1 of 1 people found this helpful
The http_requests are best looked at as a group of activities for each click. Some records will show the user ID, others will not. All will show the remote_ip of the user. This can be used for grouping of individual click activity. Records can further be grouped by
- session_id, movement within the Server structure, or
- vizql_session, opening and moving around within a workbook.
If you have a QA or DEV enviornment, try following the entries into the http_requests table as you perform different steps. This will give you a better idea of how the server works and you can see the individual program steps to each click.
Hope this gives some insight into the table.
Hi, Matt. Let me begin by saying "I don't know". Now, with that out of the way...
I suspect that some of the http requests are generated "internally" (for lack of a better word), and aren't by default associated with a user.
For instance, the HTTP 302 redirects that happen during auth show as NULL for user_id.
Furthermore, in the http access logs, for each view requested, there is a GET request that ends in "?:embed=y&:from_wg=true", and all the POSTs and GETs to /vizql/* after that have NULL for the user_id in the http_requests table. Again, it's educated speculation, but I suspect that wgserver may be doing the work here. Indeed, looking into the wgserver production logs seem to indicate that it is doing said GETs.
I haven't looked into other occurrences of NULL appearing in the user_id column.
What is your use for the info? Perhaps there is another approach that will accomplish your goals. The hist tables contain much of the same info, recorded as "Access" events. (They do not contain duration info, however, despite having a column named as such.)
Thanks for the helpful detail, Chauncey Brandom and Rick Kunkel! The goal I'm trying to accomplish is answer the question "What has been the experience of User Y with our Tableau Server's performance?". Generally this would be a response to a complaint from User Y so that I could narrow down the problem (How much slower are we talking? What views might they be complaining about? When did we begin seeing a performance degradation? What data connections exist in the workbook at issue?). But I'd like to use it proactively as well, of course.

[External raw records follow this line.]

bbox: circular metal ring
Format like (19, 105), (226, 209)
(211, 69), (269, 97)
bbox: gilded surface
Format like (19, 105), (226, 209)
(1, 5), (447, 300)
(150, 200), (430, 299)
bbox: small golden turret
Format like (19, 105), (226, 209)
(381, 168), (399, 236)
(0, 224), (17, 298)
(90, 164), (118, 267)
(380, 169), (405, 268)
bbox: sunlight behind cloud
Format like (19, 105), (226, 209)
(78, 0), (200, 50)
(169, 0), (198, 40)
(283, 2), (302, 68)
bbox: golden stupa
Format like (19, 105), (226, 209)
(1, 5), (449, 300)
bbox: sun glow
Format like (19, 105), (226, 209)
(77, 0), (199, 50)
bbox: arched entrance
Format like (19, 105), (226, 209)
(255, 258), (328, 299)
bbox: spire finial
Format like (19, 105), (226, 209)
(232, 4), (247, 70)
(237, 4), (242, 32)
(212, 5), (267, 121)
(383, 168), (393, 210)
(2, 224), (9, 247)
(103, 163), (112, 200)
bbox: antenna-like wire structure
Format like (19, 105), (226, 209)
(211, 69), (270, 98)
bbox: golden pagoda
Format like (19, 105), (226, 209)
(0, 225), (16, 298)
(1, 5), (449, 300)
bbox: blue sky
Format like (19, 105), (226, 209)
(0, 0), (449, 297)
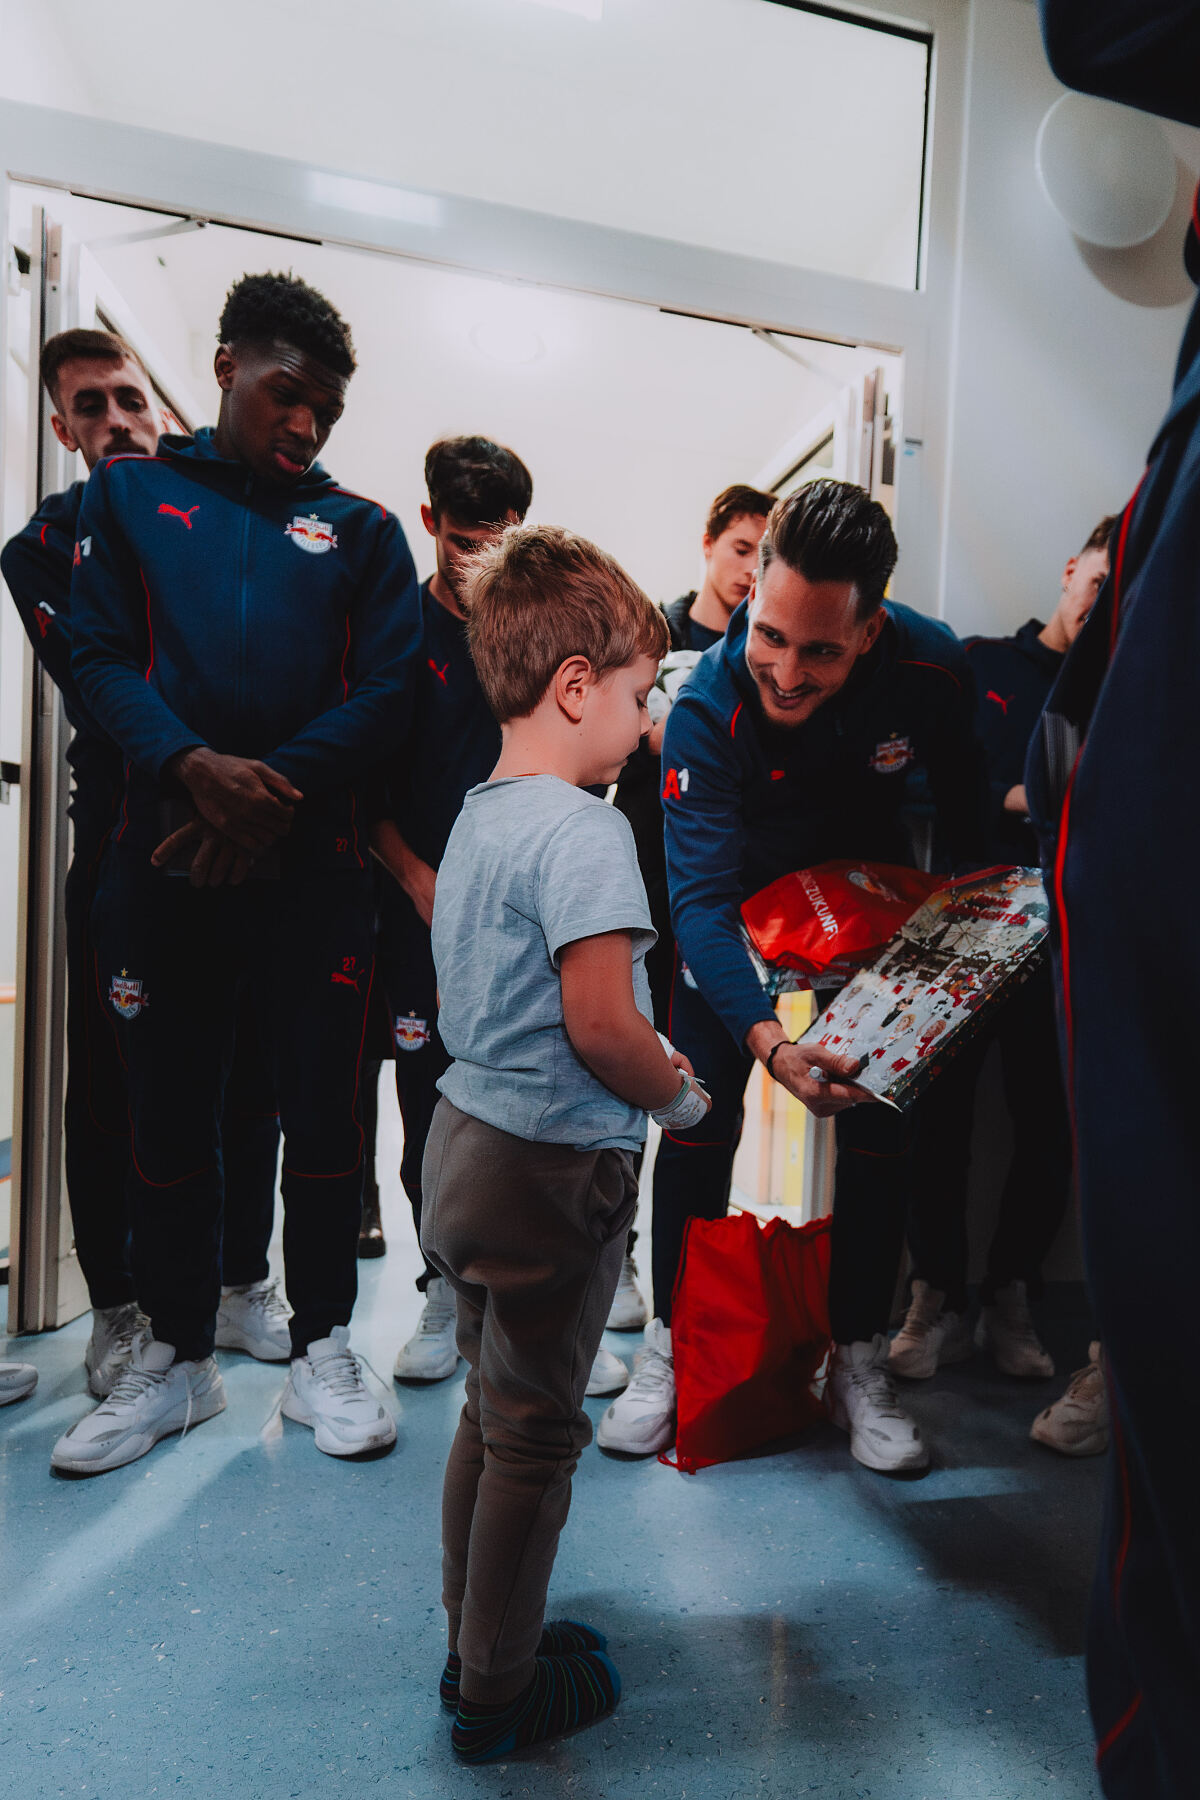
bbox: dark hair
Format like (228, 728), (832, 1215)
(464, 524), (669, 722)
(1080, 514), (1120, 557)
(706, 483), (775, 542)
(424, 435), (533, 526)
(218, 272), (356, 380)
(40, 328), (146, 409)
(759, 479), (898, 617)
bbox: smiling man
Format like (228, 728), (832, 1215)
(55, 274), (421, 1476)
(598, 480), (988, 1473)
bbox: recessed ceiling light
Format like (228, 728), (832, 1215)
(469, 319), (546, 365)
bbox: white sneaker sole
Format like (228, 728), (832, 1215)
(50, 1384), (227, 1475)
(280, 1392), (397, 1457)
(596, 1411), (675, 1456)
(0, 1373), (38, 1407)
(1030, 1420), (1109, 1457)
(829, 1396), (930, 1474)
(982, 1343), (1056, 1380)
(392, 1346), (460, 1384)
(214, 1323), (292, 1363)
(585, 1365), (630, 1399)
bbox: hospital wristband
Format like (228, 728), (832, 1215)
(652, 1073), (710, 1130)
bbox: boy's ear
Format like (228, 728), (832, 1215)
(554, 655), (594, 723)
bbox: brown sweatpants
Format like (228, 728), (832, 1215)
(420, 1098), (639, 1704)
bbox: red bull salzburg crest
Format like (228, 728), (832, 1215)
(394, 1014), (431, 1053)
(868, 733), (915, 775)
(108, 970), (148, 1019)
(285, 513), (338, 555)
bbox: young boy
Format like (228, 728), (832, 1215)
(423, 525), (711, 1762)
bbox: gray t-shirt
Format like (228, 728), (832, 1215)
(432, 775), (656, 1152)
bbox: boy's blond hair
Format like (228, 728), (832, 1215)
(463, 524), (670, 722)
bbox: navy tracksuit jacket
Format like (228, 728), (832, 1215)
(69, 427), (421, 1359)
(376, 577), (502, 1287)
(613, 592), (723, 1026)
(652, 598), (987, 1333)
(1029, 7), (1200, 1793)
(1, 478), (279, 1308)
(966, 621), (1063, 866)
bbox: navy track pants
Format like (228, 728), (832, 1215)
(65, 777), (278, 1308)
(377, 884), (447, 1292)
(91, 850), (373, 1360)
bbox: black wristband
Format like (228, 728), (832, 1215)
(765, 1039), (792, 1082)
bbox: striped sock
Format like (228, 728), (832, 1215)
(451, 1650), (621, 1763)
(440, 1621), (608, 1710)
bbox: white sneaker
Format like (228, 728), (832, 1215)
(282, 1327), (396, 1457)
(888, 1280), (973, 1380)
(215, 1278), (292, 1362)
(392, 1277), (459, 1383)
(829, 1336), (930, 1473)
(1031, 1342), (1108, 1457)
(976, 1281), (1055, 1379)
(596, 1319), (675, 1455)
(0, 1361), (38, 1407)
(606, 1254), (649, 1331)
(85, 1302), (151, 1398)
(51, 1332), (225, 1474)
(586, 1345), (629, 1397)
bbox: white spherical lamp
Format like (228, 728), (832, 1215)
(1036, 92), (1176, 248)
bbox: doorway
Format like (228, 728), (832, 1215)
(1, 179), (903, 1328)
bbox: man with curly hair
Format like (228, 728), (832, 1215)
(53, 273), (421, 1475)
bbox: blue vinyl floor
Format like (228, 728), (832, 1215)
(1, 1086), (1104, 1800)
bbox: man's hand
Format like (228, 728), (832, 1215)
(168, 747), (302, 852)
(151, 817), (256, 888)
(1003, 782), (1029, 816)
(370, 819), (437, 928)
(745, 1020), (871, 1119)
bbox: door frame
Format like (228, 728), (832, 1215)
(0, 0), (968, 1322)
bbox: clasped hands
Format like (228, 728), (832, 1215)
(152, 747), (303, 887)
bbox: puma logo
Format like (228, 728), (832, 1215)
(330, 970), (361, 991)
(987, 690), (1015, 715)
(158, 504), (199, 529)
(428, 659), (450, 686)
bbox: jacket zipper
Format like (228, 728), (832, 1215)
(237, 474), (252, 724)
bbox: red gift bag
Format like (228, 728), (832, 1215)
(665, 1210), (833, 1473)
(740, 860), (942, 986)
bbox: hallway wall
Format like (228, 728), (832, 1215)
(942, 0), (1200, 637)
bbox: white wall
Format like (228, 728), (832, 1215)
(0, 0), (928, 289)
(942, 0), (1200, 636)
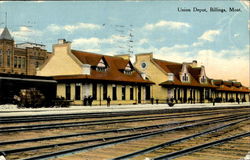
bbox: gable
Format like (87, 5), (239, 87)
(37, 44), (82, 76)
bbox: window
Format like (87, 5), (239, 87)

The hist tables are helpful as well, and I could get answers to my questions using a combination of the hist data and the perf data from http_requests, but the two sources of data are not easy to correlate and my guess is that I'd have to hop back from one view to another until I'd narrowed down who was looking at what view at what time, and how long it took. But that's very manual and frustrating to do. I could also probably find a way to correlate the historical_events table with the http_requests, but it would make the query complicated and perform even worse than it currently does.
Have you made much progress on this?
Might want to verify on another server but looks like most of our requests have everything they need in that http_requests table. If a user_id is not present many times there is an associated vizql_session appears to tie it to a user_id.
So doing something like the attached query catches ~90ish percent of the queries. It's still pretty slow without adding some additional indexes.
http_requests.sql.zip 454 bytes
I've given up on associating users with all requests for the time being. The technique you outlined certainly gives me user_id values for sessions where it's been logged at least once, but the problem with my data is that I have sessions with NO user_id at all. So it doesn't give me enough non-NULL user_ids (using a LEFT join) to allow the data to be consistent enough for user analysis. I'm not sure what's going on exactly that's causing this on our server. I could get the right user_id values by parsing the remote_ip column in a self-join or subquery to the http_requests, but again, that's more complex and would hit the server more than I want to.
Still, thank you--I appreciate the help!
Hey Matthew -
If the goal of this exercise is to understand "What has been the experience of User Y with our Tableau Server's performance?", there is probably an easier and better way for you to approach same.
Trying to use http_requests and associated tables to understand the true amount of time spent rendering a viz is not a trivial exercise. If you look under the covers at "our" Performance History report you'll see that it is a very, very complex thing. You're really trying to recreate this particular wheel, and I wonder if you should even bother.
Here's what I'd suggest instead:
Simply run the Performance History report and then select "everything" on left-hand side:
Then, dump data in the "Underlying" tab after choosing "Show All Columns":
You now essentially have all the same data we use, without YOU needing to hack up some SQL yourself. Note that this raw data still isn't perfect - you can see all the NULL username values for actions we don't track identity for. The View Performance History report has ways of associating these with the correct request...So, you may see where I'm going with this....
Here is a slightly "hacked" version of the same report literally showing the report execution time for two users: Anakin Skywalker and Darth Vader:
This is just the "right hand side" of the same report over a long time period. You can still see lots of (blue) Null values, but it's pretty easy to see / understand who owns what. For example, At point #3 we see a NULL render in the (upper) "Compute View" pane. However, look at the Load View pane directly below- clear as day this is Anakin Skywalker doing something...so we can easily infer that #3 is Anakin, too.
I guess what I'm getting at is that it will be nigh impossible to get exactly what you want without expending tons and tons of effort...so why bother - use what is already there and generally "good enough" to create a solid performance baseline history on a per-user basis.